Der Armbandalarm wäre nach einigen Rekonstruktionen spät ausgelöst worden, nach anderen wäre er nie ausgelöst worden. Wenn die Carabinieri das Haus von Uss in Basiglio betreten, wird seit Beginn der Flucht fast eine Stunde vergangen sein. Um ins Haus zu gelangen, müssen sie sogar warten, bis die Feuerwehrleute die gepanzerte Tür aufbrechen. Beim Betreten finden sie nur wenige Kleidungsstücke außerhalb der Saison für den Gebrauch in Sibirien. Der Wiederaufbau in diesen Stunden wird noch paradoxer: In Italien agiert ein echter russischer Geheimdienstapparat ungestört, mit einer Handlungsfreiheit, die auf internationaler Ebene eine echte „Misstrauens“-Reaktion gegenüber Italien auslöst.

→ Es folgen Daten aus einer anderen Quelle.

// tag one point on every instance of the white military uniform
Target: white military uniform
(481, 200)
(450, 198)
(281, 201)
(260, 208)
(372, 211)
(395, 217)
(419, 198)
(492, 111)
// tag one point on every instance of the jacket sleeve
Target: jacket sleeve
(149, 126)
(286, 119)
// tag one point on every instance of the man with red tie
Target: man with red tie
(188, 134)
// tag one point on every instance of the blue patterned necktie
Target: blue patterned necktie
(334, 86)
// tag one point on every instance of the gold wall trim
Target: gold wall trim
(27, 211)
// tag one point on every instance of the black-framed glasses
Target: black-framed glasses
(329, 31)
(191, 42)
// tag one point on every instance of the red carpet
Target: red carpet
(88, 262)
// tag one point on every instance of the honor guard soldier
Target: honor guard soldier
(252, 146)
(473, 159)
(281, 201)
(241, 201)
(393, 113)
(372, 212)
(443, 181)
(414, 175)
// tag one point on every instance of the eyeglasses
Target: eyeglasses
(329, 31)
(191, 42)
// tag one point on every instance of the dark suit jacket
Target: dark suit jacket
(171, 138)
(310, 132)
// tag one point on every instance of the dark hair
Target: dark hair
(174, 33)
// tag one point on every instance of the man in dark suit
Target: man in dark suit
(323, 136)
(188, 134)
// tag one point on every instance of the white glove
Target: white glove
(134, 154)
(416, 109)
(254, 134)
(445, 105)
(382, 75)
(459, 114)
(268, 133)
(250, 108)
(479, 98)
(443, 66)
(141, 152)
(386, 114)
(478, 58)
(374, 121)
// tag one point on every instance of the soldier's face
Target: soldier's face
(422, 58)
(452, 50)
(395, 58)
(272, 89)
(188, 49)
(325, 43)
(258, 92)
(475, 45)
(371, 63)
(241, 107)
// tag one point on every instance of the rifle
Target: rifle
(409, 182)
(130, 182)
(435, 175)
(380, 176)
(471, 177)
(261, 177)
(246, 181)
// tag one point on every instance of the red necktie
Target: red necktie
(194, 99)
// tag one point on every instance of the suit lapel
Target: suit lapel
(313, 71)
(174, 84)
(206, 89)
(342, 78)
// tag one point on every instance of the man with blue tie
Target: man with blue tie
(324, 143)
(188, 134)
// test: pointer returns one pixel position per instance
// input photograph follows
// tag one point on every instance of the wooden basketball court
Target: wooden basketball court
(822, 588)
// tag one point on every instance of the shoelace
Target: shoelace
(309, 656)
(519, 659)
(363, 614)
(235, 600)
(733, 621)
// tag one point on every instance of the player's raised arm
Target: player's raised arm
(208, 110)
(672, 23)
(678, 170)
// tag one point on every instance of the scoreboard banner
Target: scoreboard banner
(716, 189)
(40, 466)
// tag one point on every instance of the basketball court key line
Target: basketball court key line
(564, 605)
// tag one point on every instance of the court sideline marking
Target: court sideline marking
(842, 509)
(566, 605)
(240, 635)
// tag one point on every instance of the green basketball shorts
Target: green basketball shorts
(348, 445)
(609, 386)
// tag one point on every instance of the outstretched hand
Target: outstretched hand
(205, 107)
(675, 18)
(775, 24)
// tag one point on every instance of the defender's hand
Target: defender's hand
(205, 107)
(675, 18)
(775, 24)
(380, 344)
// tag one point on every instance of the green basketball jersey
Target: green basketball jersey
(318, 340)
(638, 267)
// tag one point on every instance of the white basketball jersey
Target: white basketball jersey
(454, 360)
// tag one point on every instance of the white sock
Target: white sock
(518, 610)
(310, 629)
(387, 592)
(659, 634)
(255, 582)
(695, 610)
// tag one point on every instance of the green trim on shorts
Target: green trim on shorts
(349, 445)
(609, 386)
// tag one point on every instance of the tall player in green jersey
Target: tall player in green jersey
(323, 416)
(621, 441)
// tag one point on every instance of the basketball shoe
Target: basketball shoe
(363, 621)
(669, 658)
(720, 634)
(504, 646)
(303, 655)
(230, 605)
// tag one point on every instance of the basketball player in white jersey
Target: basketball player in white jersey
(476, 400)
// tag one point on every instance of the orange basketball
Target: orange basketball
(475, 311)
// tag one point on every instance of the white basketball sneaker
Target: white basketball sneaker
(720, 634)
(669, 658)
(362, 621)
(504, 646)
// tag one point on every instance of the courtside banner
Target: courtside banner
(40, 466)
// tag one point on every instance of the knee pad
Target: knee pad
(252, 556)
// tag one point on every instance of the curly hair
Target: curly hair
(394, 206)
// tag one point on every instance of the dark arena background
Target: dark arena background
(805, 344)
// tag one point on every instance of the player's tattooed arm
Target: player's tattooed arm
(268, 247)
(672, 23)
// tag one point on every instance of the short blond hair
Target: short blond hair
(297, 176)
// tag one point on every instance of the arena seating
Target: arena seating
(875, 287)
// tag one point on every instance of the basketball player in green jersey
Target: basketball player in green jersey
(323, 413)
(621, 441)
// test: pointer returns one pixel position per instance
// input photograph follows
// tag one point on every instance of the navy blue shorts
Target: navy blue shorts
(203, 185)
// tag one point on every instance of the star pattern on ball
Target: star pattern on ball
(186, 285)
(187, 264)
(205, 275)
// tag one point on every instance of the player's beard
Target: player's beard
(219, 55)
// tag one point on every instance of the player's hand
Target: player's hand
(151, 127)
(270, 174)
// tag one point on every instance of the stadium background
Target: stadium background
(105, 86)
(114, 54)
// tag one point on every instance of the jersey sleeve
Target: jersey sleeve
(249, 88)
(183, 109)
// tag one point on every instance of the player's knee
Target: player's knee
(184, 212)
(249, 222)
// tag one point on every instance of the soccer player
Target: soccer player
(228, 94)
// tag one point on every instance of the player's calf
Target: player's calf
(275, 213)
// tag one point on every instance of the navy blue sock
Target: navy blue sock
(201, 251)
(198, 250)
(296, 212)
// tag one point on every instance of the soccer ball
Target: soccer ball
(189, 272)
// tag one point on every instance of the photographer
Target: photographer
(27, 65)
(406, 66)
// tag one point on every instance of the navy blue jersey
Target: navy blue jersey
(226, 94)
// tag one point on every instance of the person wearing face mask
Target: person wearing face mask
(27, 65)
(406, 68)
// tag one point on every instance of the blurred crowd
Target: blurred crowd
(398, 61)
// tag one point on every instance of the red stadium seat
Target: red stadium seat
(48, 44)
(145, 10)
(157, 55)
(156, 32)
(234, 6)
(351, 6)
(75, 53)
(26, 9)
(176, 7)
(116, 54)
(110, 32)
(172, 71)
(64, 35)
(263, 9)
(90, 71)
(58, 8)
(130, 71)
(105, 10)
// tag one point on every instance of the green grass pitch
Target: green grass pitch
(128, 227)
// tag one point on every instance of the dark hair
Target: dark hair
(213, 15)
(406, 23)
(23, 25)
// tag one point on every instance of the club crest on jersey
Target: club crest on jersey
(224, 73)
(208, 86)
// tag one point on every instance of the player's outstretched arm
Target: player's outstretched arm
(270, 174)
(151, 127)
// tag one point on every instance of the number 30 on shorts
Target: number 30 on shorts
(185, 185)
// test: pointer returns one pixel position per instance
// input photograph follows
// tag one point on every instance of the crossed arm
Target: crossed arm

Scheitern des russischen "Kommandos".

Wie könnte es schließlich anders sein, wenn es einem russischen "Kommando" gelingt, sich mit solcher Tapferkeit in ein theoretisch feindliches Territorium, das italienische, einzuschleichen und einen der meistgesuchten russischen Männer aus den Vereinigten Staaten zu holen? Der amerikanische Vorwurf an den Russen ist eindeutig: Er habe Putins Krieg gegen die Ukraine technologisch unterstützt. Die Arbeit zielt jetzt darauf ab, zu verstehen, wie es möglich war, eine so sensationelle und surreale „Flucht“ im Land Padania zu organisieren. In den letzten Stunden sind an dieser "internationalen Schande" noch auffälligere Aspekte zutage getreten: Tatsächlich nahmen die Amerikaner den grußlosen Abschied von Artem Uss nicht sehr gut auf. Vom Militärflugplatz Aviano, der den Amerikanern uneingeschränkt zur Verfügung steht, scheinen wenige Stunden nach der Flucht sogar zwei F16-Jets gestartet zu sein. Die Entschuldigung war die eines Bohrers. In Wirklichkeit versuchten die Yankees jedoch mit allen Mitteln, den Flüchtling zurückzubekommen. Die Radarspuren der beiden Jäger sind eindeutig. Eine wahre Belagerung, fast ein Schwarm im Flug, an der Grenze zwischen Italien und Österreich, in der vergeblichen und verzweifelten Hoffnung, das Flugzeug abfangen zu können, das den jungen Oligarchen "glücklich" zurück in seine Heimat, die russische, brachte. Auf keinen Fall. Kurz vor Ostern gab die russische Staatsagentur „RIA Novosti“ die Nachricht von der gerade beendeten Operation: Artjom Uss, der Sohn des Gouverneurs von Krasnojarsk, der aus dem Hausarrest in Mailand geflohen war, ist nach Russland zurückgekehrt.

Grüße aus Sibirien

Sie verbreiten nicht nur die Neuigkeiten, sondern auch die ersten Äußerungen des russischen Oligarchen an der Spitze der Holding Sardinia Luxory, der gerade in die Gletscher Sibiriens zurückgekehrt ist: «Ich bin in Russland. In diesen besonders dramatischen Tagen hatte ich starke und verlässliche Menschen an meiner Seite, denen danke ich.“ Die "politische" Motivation für die Flucht ist entwaffnend: «Das italienische Gericht, auf dessen Unparteilichkeit ich anfangs gesetzt hatte, hat sein klares politisches Engagement gezeigt. Leider ist sie bereit, sich dem Druck der US-Behörden zu beugen. In diesem Moment, in dem andere Nationen ohne Regeln gegen russische Bürger spielen, ist es ein Sieg, nach Hause zu gehen. Eine Flucht, die jedoch einen sehr hohen Preis haben wird, angefangen bei dem, was der Spross der Putin-Familie auf Sardinien zurücklässt. Den Ermittlern zufolge gibt es Girokonten voller Millionen Euro, vor allem aber einen paradiesischen Küstenabschnitt in der Gemeinde Loiri Porto San Paolo. Bisher scheinen Europa und der italienische Staat keinen seiner Besitztümer auf Sardinien „enteignet“ zu haben. Aber sie werden nicht zu spät kommen.

Niemandes Land

Hier, im sehr privaten Land von Don Diego, in der Nähe seiner Majestät, der Insel Tavolara, majestätisch wie nie zuvor, haben die Wellen am wüstenroten Strand einen langsamen Lauf, der an einem exklusiven Horizont liegt, dem Vorgebirge der Costa Dorada , private Enklave im Norden Sardiniens, südöstlich der Costa Smeralda. Heute ist mehr denn je Niemandsland, ja der rechtmäßige Besitzer nach Sibirien geflüchtet. In Italien, in dieser Einsiedelei für wenige, wird er niemals zurückkehren. Sein Fünf-Sterne-Resort, das Don Diego Hotel, ist geschlossen. Nicht mehr aufgrund dringender und zwingender Verpflichtungen gegenüber dem amerikanischen Justizsystem, sondern aufgrund einer beispiellosen Rückkehr in die Heimat. Eine Filmflucht, bei der der Russe 007 militärisch gegen die Amerikaner eingesetzt wird. Der Streit ist alles für Artem Uss, Bürger von San Teodoro, russischer Oligarch im Land Sardinien.